U.S. backs tougher Russia sanctions, threatening energy buyers with new tariffs
President Trump has thrown his weight behind a bipartisan Russia sanctions bill that would let Washington slap steep tariffs on countries still buying Russian oil, gas and uranium. The shift, announced after Sen. Lindsey Graham’s death, raises the cost of doing business with Moscow and forces energy‑hungry states to weigh loyalty against supply.
Washington is preparing to tighten the financial screws on Russia in a way that targets not only Moscow but also the countries that still fund its war economy through energy purchases. President Donald Trump has decided to support a bipartisan sanctions bill that would give the White House authority to impose steep tariffs on nations continuing to buy Russian oil, gas and uranium, according to political reports from 13 July.
The legislation, championed by the late Senator Lindsey Graham, had been seen as a major test of how far Congress and the administration were willing to go in weaponizing access to the U.S. market. Trump’s backing, made public after Graham’s death, significantly increases the bill’s chances of passage in a Congress where many members want to show they are hard on Russia but are wary of collateral damage to allies and the global economy. Senate leaders have signaled that with presidential support, the measure is likely to move more quickly through the chamber.
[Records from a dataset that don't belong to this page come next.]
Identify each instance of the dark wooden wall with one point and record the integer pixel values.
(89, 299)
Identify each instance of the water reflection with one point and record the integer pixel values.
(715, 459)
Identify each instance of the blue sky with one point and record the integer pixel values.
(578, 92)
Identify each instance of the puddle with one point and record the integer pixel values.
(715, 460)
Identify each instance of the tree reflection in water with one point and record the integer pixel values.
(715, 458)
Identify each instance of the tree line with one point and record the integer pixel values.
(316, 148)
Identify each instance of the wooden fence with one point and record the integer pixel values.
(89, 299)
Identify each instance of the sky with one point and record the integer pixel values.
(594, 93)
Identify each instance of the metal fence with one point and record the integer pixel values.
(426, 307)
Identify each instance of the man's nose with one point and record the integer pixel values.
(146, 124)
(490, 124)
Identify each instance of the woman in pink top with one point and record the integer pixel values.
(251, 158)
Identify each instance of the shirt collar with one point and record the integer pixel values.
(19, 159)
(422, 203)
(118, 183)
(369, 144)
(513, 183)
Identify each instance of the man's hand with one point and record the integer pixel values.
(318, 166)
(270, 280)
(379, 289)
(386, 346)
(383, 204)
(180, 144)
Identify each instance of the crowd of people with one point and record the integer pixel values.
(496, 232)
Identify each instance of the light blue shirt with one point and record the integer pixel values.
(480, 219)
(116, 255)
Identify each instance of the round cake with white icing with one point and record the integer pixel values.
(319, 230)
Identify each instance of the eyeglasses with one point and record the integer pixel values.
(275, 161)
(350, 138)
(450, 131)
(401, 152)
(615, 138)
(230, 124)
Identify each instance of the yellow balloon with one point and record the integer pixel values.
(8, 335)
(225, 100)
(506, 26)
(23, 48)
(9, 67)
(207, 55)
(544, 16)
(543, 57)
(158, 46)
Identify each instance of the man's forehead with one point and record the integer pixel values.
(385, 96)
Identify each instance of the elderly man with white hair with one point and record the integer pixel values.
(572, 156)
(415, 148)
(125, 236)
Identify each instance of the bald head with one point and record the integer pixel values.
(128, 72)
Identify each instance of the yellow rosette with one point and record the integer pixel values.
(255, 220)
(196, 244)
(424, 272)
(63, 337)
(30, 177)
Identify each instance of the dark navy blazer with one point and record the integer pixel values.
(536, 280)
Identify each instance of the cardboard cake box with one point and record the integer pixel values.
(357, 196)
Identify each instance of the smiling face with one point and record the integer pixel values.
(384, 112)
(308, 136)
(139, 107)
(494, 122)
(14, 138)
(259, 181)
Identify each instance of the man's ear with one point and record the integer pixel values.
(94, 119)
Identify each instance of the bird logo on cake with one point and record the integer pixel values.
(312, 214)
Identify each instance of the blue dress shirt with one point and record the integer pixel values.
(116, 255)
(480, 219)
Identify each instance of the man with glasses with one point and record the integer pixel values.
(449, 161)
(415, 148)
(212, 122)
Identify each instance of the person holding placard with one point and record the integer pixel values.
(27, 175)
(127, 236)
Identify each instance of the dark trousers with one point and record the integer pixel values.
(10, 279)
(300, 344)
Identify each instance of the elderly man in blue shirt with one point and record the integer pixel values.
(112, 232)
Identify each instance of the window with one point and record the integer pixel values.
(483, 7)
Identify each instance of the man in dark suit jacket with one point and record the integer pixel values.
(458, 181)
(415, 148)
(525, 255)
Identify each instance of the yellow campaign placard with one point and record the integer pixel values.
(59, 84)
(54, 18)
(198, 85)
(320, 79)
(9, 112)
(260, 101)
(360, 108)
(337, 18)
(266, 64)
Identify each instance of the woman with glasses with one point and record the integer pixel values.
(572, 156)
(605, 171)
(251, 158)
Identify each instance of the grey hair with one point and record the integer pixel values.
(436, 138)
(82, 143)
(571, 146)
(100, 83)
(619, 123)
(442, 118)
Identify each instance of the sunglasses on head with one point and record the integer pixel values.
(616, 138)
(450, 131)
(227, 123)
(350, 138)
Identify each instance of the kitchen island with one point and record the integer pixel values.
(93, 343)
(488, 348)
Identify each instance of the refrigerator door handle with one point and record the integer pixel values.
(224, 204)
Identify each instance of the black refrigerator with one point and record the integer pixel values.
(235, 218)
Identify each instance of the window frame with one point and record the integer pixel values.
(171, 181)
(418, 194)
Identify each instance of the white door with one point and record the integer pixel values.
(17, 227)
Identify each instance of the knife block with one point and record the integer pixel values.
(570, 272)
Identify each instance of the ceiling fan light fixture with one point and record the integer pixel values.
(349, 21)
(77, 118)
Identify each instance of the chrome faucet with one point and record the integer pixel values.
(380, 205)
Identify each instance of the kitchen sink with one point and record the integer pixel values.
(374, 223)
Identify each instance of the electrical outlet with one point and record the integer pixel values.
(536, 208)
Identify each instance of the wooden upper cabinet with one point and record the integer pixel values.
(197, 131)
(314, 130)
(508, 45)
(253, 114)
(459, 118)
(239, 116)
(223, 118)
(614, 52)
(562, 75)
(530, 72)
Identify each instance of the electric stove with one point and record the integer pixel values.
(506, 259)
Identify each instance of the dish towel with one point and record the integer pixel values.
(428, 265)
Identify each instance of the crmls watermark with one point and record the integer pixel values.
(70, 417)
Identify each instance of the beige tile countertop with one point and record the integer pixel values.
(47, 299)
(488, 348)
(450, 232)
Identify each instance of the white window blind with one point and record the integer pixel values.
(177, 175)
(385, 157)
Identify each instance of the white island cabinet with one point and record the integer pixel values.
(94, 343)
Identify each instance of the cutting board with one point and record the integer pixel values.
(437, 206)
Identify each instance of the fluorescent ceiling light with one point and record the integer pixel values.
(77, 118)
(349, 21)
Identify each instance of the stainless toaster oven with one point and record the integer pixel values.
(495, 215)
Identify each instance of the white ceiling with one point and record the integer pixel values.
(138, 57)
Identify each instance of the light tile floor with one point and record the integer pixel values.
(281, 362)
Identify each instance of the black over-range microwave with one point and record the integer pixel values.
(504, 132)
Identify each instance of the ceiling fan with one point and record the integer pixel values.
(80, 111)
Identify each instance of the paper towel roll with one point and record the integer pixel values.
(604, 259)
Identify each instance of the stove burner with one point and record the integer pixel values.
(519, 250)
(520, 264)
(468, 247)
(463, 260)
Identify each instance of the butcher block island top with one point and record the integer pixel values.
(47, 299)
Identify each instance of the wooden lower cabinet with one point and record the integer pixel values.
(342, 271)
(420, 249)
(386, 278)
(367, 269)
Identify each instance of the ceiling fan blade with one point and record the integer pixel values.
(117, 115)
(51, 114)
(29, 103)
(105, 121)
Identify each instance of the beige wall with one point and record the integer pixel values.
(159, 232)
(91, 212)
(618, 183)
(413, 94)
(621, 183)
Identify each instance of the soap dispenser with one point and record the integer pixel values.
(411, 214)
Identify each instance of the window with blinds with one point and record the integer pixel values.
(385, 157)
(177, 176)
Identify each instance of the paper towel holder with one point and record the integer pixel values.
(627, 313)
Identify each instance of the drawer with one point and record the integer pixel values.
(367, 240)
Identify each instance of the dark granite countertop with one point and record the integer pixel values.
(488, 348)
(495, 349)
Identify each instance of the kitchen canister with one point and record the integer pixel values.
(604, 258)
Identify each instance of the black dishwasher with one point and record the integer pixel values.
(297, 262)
If enacted as described, the bill would allow the U.S. president to levy high tariffs on imports from countries that persist in buying key Russian energy commodities. That shifts the focus of sanctions from Russian exporters to the foreign buyers whose cash keeps hydrocarbons revenue flowing to Moscow. The intention is clear: make it financially and politically painful to maintain or expand energy ties with Russia while its troops remain in Ukraine.
For governments and utilities still dependent on Russian supplies, particularly in parts of Asia, the Middle East and the Global South, the choice becomes sharper. Continue taking discounted Russian barrels or nuclear fuel and risk U.S. trade retaliation, or pivot more aggressively to alternative suppliers at potentially higher cost and with uncertain reliability. Refiners and power producers already operating on thin margins could find themselves trapped between U.S. tariffs on one side and the expense of retooling infrastructure on the other.
The human stakes are not confined to chancelleries and corporate boardrooms. Higher tariffs can feed through into higher prices for electricity, fuel and imported goods in countries targeted by U.S. measures, hitting consumers who have little say in foreign policy. At the same time, Ukraine’s military and civilian population live with the consequences of every dollar Russia earns from continued energy sales, as those revenues help fund munitions that land on cities, warehouses and frontline units.
Strategically, the bill would deepen the fragmentation of global energy markets that began with early sanctions and self‑sanctioning after Russia’s full‑scale invasion of Ukraine. Some European states have already slashed their reliance on Russian pipeline gas and seaborne oil, absorbing short‑term pain in the hopes of longer‑term security. By targeting third‑country buyers, Washington would be pushing the contest into a more openly coercive phase, in which access to the U.S. market becomes a lever to police compliance with its Russia policy.
The move also interacts with broader concerns about over‑reliance on authoritarian suppliers for critical inputs. A separate financial analysis cited by European outlets this week estimated that the United States and Europe would need to invest roughly $23.6 trillion over 25 years to unwind their dependence on China in manufacturing and technology. Together, the two debates point to a longer‑term project of rewiring the global economy away from rival powers, at significant cost.
Turning sanctions into tariffs on friends and partners carries risks of blowback. Countries that feel squeezed may accelerate efforts to build alternative payment systems, deepen economic ties with China and Russia, or demand concessions in other areas such as defense deals and voting alignment at the United Nations. Yet for supporters of the bill, the logic is blunt: so long as Russian oil, gas and uranium keep finding buyers, financial pressure on the Kremlin will remain partial.
The key questions to watch now are the final scope of the tariff powers Congress is willing to approve, how the administration would choose which countries to target, and whether major importers quietly adjust their purchasing patterns before any penalties take effect. Energy traders, meanwhile, will be tracking whether the mere threat of U.S. tariffs is enough to redirect cargoes — or whether a new front in the sanctions contest is about to open.